The move also occurred only hours after Zhang Guobao, the country’s top energy official, summoned foreign reporters in Beijing. There, he delivered a blistering denunciation of the Obama administration’s decision the previous Friday to begin investigating whether China’s clean energy policies violated the World Trade Organization’s free trade rules. But the exact interaction between American policy decisions and Chinese customs enforcement actions is unclear.
For China, the embargo on rare earth shipments has provided at least some geopolitical leverage.

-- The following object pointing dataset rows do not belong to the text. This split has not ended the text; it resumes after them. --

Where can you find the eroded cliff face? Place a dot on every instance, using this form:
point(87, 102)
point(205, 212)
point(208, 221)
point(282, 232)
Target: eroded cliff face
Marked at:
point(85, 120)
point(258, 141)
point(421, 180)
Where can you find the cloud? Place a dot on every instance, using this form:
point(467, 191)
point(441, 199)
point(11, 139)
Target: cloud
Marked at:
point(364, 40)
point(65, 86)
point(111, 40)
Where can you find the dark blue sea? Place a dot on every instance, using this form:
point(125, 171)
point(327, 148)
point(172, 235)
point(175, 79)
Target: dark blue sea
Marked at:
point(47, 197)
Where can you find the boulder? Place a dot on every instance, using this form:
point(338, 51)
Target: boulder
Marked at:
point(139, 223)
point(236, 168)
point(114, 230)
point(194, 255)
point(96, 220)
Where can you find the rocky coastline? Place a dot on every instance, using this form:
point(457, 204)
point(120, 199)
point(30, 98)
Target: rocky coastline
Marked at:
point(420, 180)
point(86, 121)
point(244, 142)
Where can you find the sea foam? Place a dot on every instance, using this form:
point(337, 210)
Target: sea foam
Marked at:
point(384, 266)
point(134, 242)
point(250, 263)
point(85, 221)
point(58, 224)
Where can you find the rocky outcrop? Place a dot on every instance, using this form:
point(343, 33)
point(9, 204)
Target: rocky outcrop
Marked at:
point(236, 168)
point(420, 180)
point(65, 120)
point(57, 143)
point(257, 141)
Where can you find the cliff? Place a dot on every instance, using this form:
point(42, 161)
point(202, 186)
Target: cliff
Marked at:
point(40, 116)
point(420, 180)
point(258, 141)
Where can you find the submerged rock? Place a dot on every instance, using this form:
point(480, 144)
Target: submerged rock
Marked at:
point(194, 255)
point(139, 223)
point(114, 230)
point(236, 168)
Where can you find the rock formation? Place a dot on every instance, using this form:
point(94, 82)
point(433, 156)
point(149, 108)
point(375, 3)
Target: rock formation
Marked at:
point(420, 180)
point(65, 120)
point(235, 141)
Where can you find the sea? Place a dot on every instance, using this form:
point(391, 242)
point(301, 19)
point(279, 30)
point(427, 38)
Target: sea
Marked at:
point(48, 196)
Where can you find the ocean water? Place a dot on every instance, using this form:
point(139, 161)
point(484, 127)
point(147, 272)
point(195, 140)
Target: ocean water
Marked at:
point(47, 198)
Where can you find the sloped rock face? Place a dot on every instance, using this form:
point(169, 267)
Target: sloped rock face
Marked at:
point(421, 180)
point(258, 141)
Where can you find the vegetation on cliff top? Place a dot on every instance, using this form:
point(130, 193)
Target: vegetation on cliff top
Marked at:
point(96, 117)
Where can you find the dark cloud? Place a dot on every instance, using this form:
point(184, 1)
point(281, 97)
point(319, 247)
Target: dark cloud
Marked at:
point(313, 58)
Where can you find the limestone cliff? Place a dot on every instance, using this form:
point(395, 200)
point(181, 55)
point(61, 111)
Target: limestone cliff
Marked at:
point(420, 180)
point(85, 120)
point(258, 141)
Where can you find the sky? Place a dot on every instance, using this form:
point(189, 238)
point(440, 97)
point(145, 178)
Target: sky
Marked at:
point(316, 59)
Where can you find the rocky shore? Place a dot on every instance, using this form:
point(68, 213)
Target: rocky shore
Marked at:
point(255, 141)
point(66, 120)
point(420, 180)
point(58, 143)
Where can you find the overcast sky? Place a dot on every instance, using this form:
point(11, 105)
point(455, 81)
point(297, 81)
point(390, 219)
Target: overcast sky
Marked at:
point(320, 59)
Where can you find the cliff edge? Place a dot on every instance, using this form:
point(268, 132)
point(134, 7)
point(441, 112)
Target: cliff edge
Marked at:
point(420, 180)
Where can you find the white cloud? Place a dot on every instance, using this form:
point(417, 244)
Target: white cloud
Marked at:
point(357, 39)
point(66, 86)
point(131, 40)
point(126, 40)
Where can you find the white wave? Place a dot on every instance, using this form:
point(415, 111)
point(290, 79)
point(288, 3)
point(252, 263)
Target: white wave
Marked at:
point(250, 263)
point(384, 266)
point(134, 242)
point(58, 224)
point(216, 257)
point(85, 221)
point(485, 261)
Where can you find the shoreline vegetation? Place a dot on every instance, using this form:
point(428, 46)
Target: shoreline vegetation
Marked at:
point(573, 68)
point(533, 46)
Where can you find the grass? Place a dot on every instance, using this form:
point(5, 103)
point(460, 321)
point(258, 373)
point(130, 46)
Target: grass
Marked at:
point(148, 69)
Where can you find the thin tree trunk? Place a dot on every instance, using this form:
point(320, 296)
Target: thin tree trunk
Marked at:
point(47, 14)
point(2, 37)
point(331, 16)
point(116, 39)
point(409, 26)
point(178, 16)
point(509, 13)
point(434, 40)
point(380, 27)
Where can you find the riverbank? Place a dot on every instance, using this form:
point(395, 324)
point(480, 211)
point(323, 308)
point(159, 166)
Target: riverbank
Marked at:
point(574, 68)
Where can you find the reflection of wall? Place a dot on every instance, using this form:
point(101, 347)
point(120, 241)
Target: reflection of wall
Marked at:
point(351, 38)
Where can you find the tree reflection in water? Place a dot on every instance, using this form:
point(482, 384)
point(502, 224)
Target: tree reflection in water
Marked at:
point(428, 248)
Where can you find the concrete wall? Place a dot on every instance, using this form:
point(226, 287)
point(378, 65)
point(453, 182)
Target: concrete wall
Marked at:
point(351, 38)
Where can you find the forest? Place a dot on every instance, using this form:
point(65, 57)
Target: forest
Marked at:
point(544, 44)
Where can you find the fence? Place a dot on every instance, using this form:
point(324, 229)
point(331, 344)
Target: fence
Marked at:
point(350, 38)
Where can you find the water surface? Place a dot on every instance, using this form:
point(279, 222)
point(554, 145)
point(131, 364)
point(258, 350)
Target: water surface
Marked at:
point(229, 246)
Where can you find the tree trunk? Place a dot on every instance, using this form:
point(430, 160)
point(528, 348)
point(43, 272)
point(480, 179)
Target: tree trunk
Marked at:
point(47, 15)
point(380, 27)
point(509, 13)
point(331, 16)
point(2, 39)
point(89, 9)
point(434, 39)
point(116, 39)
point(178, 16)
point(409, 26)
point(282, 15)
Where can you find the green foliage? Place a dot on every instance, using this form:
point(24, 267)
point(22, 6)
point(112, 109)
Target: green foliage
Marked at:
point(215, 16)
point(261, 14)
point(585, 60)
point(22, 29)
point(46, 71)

The halt was one of a series of measures that China took after Japan detained the captain of a Chinese fishing trawler that collided with two Japanese patrol boats; Japan later released the trawler’s captain.
Japanese companies had been able to weather the embargo without any significant factory shutdowns because many Japanese companies had accumulated rare earth stockpiles in the last few years. Still, the interruption of shipments caused dismay and alarm in the Japanese business community and Japan’s government.
But China’s willingness to play economic hardball could yet have long-term drawbacks, if it prompts multinationals to reduce their reliance on manufacturing in China and spread their investments among more countries.